4. A process according to claim 1, wherein carrier particles (9) are introduced in an amount of from 15 to 35% of the reactor volume.

5. A process according to claim 1, comprising conducting the process with a BSB5 loading rate per unit volume of from 0.4 to 2.5 kg/m3×d and a TKN loading rate per unit volume of from 0.1 to 0.8 kg/m3/d.

6. A process according to claim 1, comprising setting the aeration in the area of the upwardly-directed flow, so as to maintain a content of from 1 to 4 mg per liter of dissolved oxygen.

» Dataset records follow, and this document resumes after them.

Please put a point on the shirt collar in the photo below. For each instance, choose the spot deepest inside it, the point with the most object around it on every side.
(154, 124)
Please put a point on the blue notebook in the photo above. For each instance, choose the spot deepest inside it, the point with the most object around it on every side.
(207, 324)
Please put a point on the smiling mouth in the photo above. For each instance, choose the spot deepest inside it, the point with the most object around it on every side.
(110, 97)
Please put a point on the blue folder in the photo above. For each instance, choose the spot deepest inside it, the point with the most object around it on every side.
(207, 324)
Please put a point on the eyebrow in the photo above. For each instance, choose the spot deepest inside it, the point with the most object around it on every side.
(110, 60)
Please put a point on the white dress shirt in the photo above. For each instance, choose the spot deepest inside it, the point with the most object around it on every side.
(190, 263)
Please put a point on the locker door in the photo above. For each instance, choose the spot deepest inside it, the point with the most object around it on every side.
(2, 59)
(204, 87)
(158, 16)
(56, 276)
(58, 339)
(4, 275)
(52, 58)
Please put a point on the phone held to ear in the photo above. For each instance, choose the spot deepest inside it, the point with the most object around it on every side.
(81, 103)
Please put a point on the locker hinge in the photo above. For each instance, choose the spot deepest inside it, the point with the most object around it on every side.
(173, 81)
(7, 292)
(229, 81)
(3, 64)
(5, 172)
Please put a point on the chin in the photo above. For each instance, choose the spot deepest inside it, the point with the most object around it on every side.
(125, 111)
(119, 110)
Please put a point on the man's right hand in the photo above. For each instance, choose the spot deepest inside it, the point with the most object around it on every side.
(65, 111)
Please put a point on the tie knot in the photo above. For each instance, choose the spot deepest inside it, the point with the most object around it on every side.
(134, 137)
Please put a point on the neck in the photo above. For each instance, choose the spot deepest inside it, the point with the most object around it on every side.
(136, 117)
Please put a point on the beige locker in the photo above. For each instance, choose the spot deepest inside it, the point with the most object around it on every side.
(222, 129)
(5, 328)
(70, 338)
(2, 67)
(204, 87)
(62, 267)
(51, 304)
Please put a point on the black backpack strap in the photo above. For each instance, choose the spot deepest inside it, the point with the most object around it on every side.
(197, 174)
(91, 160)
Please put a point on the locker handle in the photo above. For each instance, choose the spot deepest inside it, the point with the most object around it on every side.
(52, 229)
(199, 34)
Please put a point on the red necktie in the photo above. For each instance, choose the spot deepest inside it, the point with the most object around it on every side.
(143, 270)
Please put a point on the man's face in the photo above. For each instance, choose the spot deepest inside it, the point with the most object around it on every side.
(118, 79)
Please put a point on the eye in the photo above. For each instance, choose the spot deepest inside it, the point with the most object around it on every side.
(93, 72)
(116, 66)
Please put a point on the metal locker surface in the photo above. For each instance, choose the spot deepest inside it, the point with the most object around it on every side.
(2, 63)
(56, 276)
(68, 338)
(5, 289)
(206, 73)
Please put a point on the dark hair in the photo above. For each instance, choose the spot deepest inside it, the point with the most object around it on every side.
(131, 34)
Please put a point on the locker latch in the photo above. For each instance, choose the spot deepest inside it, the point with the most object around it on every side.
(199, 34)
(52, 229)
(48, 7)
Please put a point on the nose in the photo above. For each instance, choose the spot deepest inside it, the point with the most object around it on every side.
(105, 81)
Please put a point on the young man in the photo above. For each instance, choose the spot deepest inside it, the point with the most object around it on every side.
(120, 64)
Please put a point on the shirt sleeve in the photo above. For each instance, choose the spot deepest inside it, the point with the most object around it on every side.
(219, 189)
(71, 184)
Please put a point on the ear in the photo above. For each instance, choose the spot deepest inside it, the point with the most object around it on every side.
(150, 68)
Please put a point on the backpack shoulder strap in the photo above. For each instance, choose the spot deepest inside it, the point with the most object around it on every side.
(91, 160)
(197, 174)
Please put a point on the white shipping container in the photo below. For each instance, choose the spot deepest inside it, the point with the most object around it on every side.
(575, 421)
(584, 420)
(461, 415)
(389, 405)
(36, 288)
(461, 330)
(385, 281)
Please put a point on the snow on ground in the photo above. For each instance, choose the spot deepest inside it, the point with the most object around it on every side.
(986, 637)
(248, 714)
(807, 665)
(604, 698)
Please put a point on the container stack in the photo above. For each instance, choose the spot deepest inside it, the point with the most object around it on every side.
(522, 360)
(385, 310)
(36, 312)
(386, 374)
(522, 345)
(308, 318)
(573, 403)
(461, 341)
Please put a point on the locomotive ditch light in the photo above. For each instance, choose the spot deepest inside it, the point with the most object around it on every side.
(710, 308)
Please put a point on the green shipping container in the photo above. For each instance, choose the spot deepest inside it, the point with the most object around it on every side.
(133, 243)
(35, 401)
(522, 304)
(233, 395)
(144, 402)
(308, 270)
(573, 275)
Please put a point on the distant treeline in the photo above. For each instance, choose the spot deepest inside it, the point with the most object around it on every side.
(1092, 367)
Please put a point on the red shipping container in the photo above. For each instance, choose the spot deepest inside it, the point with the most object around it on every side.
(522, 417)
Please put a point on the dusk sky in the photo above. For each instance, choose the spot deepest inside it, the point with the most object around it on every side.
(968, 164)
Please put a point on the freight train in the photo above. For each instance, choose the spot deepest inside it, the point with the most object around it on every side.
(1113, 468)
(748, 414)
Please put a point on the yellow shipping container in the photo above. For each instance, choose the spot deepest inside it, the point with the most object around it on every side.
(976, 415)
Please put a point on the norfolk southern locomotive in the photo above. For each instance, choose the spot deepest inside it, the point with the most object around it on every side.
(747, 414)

7. A process according to claim 1, providing continuous aeration over several aeration surfaces (11) that run parallel to one another and that extend in the flow direction on the reactor bottom, between the aeration surfaces (11) free surfaces (12) that lie adjacently perpendicular to the flow direction being kept free of aeration so as to create several cylindrical flows (10a, b, c, d) perpendicular to the flow direction.

8. A process according to claim 1, comprising returning a portion of from 20 to 100% relative to the reactor throughput from the outlet zone of the reactor to the inlet zone of the reactor and is routed to the inlet zone as a downwardly directed flow.